Tuesday, February 1, 2011

CRAIN'S: ShoreBank’s new managers outline plans under Urban Partnership Bank

Click pic for bank's website
Well ShoreBank has been dead since August and their successors at Urban Partnership Bank is making even more plans for the future of that institution. More from Crain's:
The two former First Chicago Corp. executives running the successor to failed ShoreBank have more modest aims than the bank’s co-founders did. Rather than looking to construct a model of inner-city lending for other cities in the U.S. and abroad, the new managers simply want to create a profitable bank that makes its existing communities better and more vibrant.

In an interview Tuesday, Urban Partnership Bank Chairman David Vitale and CEO William Farrow outlined plans to transform the old ShoreBank from a real estate-focused institution into a more full-service, conventional bank providing modern deposit and payment services to consumers and loans to a wider array of businesses.

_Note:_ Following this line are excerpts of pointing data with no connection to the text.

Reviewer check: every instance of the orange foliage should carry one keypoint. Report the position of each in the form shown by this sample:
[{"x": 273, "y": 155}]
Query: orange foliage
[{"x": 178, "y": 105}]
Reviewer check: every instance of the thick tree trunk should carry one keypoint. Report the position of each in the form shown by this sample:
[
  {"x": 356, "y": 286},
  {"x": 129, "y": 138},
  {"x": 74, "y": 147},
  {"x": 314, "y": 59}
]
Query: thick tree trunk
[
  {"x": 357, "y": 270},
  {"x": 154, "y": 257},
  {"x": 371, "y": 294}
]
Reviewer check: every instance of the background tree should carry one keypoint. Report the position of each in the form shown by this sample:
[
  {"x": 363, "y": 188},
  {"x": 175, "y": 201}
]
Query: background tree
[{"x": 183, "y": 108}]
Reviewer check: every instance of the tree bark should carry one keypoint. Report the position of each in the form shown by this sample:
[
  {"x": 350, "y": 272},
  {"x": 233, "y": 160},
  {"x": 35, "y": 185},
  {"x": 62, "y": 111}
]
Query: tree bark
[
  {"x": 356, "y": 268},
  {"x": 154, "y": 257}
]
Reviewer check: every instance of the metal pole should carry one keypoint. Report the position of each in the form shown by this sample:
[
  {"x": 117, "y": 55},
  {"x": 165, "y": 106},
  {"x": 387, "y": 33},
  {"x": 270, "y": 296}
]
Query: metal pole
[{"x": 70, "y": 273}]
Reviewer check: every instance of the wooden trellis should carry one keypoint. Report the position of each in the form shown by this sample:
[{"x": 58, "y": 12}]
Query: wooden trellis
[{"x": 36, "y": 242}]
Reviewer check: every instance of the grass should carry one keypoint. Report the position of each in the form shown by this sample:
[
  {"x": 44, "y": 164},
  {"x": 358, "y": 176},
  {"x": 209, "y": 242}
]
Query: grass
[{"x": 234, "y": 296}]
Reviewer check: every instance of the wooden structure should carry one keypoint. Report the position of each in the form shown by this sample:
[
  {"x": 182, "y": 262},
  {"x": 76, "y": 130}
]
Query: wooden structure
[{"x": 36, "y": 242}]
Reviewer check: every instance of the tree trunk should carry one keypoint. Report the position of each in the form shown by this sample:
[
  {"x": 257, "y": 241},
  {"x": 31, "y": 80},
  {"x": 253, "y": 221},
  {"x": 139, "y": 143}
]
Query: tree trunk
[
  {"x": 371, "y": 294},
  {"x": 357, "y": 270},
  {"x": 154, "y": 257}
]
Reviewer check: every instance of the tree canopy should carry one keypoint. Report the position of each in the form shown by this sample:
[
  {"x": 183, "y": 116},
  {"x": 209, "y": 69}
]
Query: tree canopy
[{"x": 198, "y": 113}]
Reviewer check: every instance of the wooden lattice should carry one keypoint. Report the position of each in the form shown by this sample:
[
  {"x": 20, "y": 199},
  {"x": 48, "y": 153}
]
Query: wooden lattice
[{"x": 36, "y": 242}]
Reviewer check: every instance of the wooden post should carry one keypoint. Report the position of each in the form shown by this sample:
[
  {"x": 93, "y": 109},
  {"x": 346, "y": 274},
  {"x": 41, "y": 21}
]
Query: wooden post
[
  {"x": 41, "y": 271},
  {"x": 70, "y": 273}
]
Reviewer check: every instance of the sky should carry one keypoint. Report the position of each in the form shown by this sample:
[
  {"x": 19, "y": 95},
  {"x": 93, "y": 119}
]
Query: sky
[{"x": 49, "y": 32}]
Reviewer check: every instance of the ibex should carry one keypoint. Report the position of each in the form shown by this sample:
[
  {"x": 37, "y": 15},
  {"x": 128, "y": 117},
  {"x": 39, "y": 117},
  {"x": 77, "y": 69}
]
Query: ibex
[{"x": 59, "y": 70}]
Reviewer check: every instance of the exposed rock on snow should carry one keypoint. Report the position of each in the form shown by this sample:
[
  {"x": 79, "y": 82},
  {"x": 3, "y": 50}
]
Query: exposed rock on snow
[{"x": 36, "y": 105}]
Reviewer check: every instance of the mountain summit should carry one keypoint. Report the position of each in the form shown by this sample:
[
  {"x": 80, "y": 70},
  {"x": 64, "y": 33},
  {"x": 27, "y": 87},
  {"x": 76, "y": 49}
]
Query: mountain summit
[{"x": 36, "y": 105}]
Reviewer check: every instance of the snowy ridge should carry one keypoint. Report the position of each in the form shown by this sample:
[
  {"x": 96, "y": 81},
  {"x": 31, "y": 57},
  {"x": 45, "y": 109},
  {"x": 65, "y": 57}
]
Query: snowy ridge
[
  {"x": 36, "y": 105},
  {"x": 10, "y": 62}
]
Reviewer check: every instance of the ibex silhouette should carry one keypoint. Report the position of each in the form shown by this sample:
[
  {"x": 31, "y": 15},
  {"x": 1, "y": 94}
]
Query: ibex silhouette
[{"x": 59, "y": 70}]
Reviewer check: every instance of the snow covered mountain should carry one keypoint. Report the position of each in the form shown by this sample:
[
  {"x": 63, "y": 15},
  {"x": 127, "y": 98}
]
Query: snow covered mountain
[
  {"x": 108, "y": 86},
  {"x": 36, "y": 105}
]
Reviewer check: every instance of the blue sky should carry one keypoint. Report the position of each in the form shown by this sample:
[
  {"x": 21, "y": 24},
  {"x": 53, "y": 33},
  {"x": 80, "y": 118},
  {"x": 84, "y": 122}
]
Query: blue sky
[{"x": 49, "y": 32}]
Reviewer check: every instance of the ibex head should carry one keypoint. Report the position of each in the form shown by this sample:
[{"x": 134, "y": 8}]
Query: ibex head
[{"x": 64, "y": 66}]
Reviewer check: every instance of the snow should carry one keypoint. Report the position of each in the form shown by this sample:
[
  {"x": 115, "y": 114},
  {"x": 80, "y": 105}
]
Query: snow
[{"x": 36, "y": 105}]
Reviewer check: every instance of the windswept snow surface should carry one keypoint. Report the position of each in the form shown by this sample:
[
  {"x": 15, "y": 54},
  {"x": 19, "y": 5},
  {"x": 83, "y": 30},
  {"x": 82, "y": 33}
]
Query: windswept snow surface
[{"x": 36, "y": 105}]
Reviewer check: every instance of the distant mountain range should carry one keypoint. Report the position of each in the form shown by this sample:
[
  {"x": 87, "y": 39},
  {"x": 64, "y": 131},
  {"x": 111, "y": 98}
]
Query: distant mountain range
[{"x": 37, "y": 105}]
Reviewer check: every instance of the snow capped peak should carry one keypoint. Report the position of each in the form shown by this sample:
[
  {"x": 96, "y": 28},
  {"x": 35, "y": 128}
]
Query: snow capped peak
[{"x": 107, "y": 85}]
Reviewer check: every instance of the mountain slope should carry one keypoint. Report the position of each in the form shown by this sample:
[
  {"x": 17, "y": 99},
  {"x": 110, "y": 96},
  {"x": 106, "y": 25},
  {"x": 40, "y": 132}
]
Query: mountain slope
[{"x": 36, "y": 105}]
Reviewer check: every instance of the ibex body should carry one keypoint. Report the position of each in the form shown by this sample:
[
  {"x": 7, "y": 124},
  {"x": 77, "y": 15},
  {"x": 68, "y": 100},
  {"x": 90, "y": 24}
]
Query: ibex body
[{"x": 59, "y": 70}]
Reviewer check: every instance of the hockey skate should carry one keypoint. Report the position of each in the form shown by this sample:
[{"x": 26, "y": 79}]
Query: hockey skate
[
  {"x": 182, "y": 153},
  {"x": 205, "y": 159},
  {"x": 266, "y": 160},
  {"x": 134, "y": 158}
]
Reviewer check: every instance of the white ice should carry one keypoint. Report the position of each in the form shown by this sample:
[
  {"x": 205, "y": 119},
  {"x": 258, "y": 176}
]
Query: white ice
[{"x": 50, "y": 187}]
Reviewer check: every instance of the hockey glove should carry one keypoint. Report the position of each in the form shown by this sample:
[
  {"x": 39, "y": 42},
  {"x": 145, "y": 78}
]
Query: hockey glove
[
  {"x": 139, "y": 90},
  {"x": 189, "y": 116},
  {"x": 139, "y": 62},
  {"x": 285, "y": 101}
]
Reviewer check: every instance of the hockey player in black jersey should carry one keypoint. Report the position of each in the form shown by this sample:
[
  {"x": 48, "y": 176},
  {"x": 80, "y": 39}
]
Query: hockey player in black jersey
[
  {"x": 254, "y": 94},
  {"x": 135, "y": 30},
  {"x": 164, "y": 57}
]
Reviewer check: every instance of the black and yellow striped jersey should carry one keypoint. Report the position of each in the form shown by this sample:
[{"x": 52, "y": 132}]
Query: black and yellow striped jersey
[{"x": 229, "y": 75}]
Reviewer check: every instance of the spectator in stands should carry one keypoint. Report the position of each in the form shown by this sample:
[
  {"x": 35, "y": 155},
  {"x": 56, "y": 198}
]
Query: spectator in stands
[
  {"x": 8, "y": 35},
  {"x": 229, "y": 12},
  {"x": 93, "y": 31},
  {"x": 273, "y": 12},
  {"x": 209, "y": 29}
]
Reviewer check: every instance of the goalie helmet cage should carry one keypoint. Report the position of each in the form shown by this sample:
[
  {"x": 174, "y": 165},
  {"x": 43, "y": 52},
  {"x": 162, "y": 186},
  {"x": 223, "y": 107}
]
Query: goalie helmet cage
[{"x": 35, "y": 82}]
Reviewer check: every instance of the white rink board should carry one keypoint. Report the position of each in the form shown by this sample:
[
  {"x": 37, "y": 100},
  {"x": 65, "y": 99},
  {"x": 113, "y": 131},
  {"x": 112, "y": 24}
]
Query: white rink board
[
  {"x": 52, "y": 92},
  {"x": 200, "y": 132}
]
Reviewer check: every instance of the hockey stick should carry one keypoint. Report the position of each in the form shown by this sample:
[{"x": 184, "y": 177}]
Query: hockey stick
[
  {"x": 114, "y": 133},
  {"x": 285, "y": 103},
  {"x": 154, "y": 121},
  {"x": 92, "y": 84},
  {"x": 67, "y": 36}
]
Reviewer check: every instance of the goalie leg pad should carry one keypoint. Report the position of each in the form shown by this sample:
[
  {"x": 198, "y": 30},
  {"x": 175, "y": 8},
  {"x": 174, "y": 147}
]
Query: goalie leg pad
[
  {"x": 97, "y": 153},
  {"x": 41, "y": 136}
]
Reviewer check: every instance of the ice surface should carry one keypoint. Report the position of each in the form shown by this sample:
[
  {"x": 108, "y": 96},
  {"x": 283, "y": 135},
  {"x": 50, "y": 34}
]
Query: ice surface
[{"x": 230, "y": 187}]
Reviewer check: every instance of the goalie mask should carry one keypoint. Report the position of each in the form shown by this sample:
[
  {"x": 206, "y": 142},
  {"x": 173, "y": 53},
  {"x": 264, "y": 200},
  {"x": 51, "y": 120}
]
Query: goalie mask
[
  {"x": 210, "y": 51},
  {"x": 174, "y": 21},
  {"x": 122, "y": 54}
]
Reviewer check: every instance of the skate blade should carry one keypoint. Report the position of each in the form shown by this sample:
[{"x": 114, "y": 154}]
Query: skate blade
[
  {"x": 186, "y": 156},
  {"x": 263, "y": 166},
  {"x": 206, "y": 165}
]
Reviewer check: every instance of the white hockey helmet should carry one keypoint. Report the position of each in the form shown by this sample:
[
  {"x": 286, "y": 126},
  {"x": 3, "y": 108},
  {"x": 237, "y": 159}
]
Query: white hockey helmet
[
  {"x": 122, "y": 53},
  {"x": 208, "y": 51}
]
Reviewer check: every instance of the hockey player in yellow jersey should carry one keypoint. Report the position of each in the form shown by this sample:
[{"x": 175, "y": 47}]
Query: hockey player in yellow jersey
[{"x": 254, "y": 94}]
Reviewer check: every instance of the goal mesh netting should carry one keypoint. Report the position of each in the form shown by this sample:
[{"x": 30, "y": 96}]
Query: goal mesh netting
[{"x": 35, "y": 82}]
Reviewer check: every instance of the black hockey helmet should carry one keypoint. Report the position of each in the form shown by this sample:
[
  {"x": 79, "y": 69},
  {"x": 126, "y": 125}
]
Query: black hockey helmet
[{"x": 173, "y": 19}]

The two have no plans to increase the size of the bank, which used $140 million in capital from many of the largest financial firms in the country to purchase the assets and deposits of ShoreBank after regulators seized it last August. But that doesn’t mean the bank, with $1.4 billion in assets, can sit still, since a healthy percentage of those assets are bad loans that will need to be replaced by new loans.

In the meantime, they want to position Urban Partnership Bank as a lower-cost competitor to currency exchanges and other cash-checking outlets, providing transactional services like prepaid cards to the many South and West side consumers who don’t have bank relationships.
 
This approach might be necessary especially in the Chatham neighborhood which while may not be home to many Currency Exchanges, from what I can tell, but could use more services for the businessowner/entrepreneur.